We could record it while testings meds for trans people on trans people and give the trans people some clear and informative papers to read on the issues so crucial to them, and for which they are vainly scouring the net.
We could get proper care for inter people, who are being treated like they are just sick cis men, or sick cis women, or left stranded, each an individual, alone, without references to anyone else whose suffering they could have learned from so as not to repeat it.
We could get better medical care for cis women, because we could learn which aspect of their bodies causes particular diseases and manifestations, so that when they have had alterations due to cancer or accidents or age, they know what still applies, and which new concerns arise (after all, high estrogen also protects you from some conditions).
We might even get better medical care for cis men, because this might reveal that them getting stomach cancer is not due to diet and work stress, but another factor that could be medically prevented if we properly understood it. I think they have the least the gain, but I do think they still have only to gain here.
For now, it would mostly highlight how much we do not know—because you would look at medical advice with your string and go “so is this relevant for me?”, and at first, the answer would be “we are not sure—people with this whole string here have conditions like that, but we aren’t sure if that still holds if you have the partial one, we’d have to check”. Your vague feeling that the “for women” advice may or may not hold for you would become a concrete and testable one, and then it could be resolved, and we would get clarity. The advice page would eventually say “this holds for all people E>2, whether FS, PS or N—that means it is relevant if you run on estrogen, no matter whether the source is (partially) synthetic” (and you won’t need the string to express this to the patient, but it will make it clearer, and without recording the strings, you won’t get the finding to tell the patient in the first place), and hence, you would get the correct cancer screening no matter your gender. You’d get meds that are actually safe for people like you. You’d get medical recommendations that would be good for people like you, not for whoever the researchers lumped in with “men”.
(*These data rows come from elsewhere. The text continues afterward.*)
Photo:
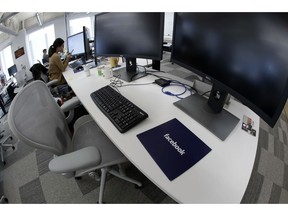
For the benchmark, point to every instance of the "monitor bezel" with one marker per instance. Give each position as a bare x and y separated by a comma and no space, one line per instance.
270,120
160,48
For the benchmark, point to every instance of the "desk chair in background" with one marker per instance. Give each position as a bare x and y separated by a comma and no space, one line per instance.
36,120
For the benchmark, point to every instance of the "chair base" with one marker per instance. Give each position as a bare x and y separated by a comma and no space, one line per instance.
121,174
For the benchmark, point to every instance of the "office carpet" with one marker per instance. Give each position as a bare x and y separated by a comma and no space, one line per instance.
26,178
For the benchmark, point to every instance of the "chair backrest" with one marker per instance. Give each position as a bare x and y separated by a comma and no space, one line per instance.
36,119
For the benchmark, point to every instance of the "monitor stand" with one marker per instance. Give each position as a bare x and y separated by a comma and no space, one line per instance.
127,76
129,73
220,124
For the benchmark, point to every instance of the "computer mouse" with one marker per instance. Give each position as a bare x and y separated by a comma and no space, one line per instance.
79,67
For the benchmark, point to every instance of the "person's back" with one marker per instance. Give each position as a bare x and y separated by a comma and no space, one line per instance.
45,58
56,66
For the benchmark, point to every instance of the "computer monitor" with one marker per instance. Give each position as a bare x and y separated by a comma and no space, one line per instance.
78,45
244,54
129,35
12,70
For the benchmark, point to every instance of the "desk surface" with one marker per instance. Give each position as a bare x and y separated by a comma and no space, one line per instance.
220,177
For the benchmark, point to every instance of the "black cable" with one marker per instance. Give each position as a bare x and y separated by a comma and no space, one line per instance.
205,93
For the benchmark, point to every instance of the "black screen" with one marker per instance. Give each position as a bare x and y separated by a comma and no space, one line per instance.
12,70
134,35
76,44
243,53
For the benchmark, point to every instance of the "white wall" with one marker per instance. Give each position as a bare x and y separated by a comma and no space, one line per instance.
22,62
168,24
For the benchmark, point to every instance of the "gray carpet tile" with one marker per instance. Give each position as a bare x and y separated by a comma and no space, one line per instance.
253,189
271,167
284,196
43,159
265,192
285,183
32,192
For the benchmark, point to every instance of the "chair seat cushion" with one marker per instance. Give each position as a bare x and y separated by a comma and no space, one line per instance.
88,133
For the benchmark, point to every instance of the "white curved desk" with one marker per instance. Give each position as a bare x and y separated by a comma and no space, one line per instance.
220,177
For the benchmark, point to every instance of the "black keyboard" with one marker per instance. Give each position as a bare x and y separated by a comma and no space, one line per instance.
120,111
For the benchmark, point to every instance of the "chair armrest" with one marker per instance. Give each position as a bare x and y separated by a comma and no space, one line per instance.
81,159
70,104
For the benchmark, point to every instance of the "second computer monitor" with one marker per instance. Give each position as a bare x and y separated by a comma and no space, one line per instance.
78,45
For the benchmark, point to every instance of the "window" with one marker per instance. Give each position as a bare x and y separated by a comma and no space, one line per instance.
76,25
39,40
7,60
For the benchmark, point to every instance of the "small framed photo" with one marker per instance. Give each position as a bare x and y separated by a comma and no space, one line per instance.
248,125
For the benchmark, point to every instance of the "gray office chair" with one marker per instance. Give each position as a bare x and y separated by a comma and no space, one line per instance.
35,118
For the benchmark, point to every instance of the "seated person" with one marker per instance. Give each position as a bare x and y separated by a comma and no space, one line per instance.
57,67
45,58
I would like that. Cancer sucks, no matter your gender. It is such a horrid thing to die off just because we cannot communicate the relevant data.
The standard way to run medical trial is to focus on people that are “normal”. That usually means that people in clinical trials don’t take other drugs that have side effects. From a clinical trial standpoint taking hormones is taking a drug with a lot of side effects that relatively few people in the population take.
The average clinical trial does not recruit an amount of trans participants to measure effects on those and running clinical trials is already expensive enough the way it is currently. That’s extra true if you want to distinguish between the trans population on many axes. The more degrees of freedom you have in your questionaire the more participants you need.
If you want to have population data about cancer rates in trans people who likely can’t have the data privacy as narrow as you propose. You likely need to have the insurance companies have access to the data to see whether there are correlations.
If you care about the topic of adding to the existing data it’s also worthwhile to think in terms of the existing classifications. ICD codes exist for classifying patients. A good questionaire would likely give you the ICD codes for a particular patient.
From there it would be interesting to look at whether the current ICD codes miss important distinctions. If you actually want to get nerdy, you likely need to think in terms like ICD codes.